Recaizade Mahmut Ekrem (1847-1914), İstanbul'da doğmuş, devlet kademelerinde çeşitli görevlerde bulunmuş ve edebiyatı bir yaşam biçimi haline getirmiş bir aydındır. Edebiyatımızda "üstat" olarak anılır ve özellikle Servet-i Fünun kuşağının yetişmesinde büyük rol oynamıştır.
Ekrem, edebiyatta "sanat için sanat" anlayışını benimsemiştir. Eserlerinde güzelliği ve estetiği ön planda tutmuş, dilin kullanımına büyük önem vermiştir. Ona göre edebiyat, toplumu eğitmeli ve geliştirmelidir.
Recaizade Mahmut Ekrem, Türk edebiyatının geçiş döneminde köprü vazifesi görmüştür. Eski ile yeni arasında bir denge kurmaya çalışmış, genç edebiyatçıları (özellikle Servet-i Fünuncuları) desteklemiş ve onlara yol göstermiştir. Araba Sevdası romanı, hem içerik hem de teknik açıdan Türk romanının olgunlaşmasında önemli bir adımdır.
Ölümünden sonra, sevenleri tarafından "Üstat Ekrem" olarak anılmaya devam etmiş, Türk edebiyatına kattıkları nesiller boyunca değerini korumuştur.

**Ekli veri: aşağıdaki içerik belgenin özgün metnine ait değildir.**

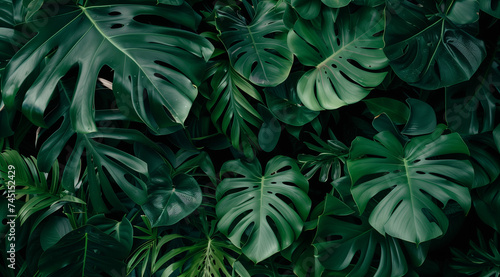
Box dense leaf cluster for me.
[0,0,500,277]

Recaizade Mahmut Ekrem, sadece bir yazar veya şair değil, aynı zamanda bir edebiyat eğitimcisi ve düşünürüdür. Hem eserleriyle hem de yetiştirdiği öğrencilerle Türk edebiyatının modernleşme sürecine damgasını vurmuş, edebiyatımızın bugünkü haline gelmesinde önemli bir pay sahibi olmuştur. Onu anlamak, 19. yüzyıl sonu Türk edebiyatını ve toplumsal değişimi anlamak demektir.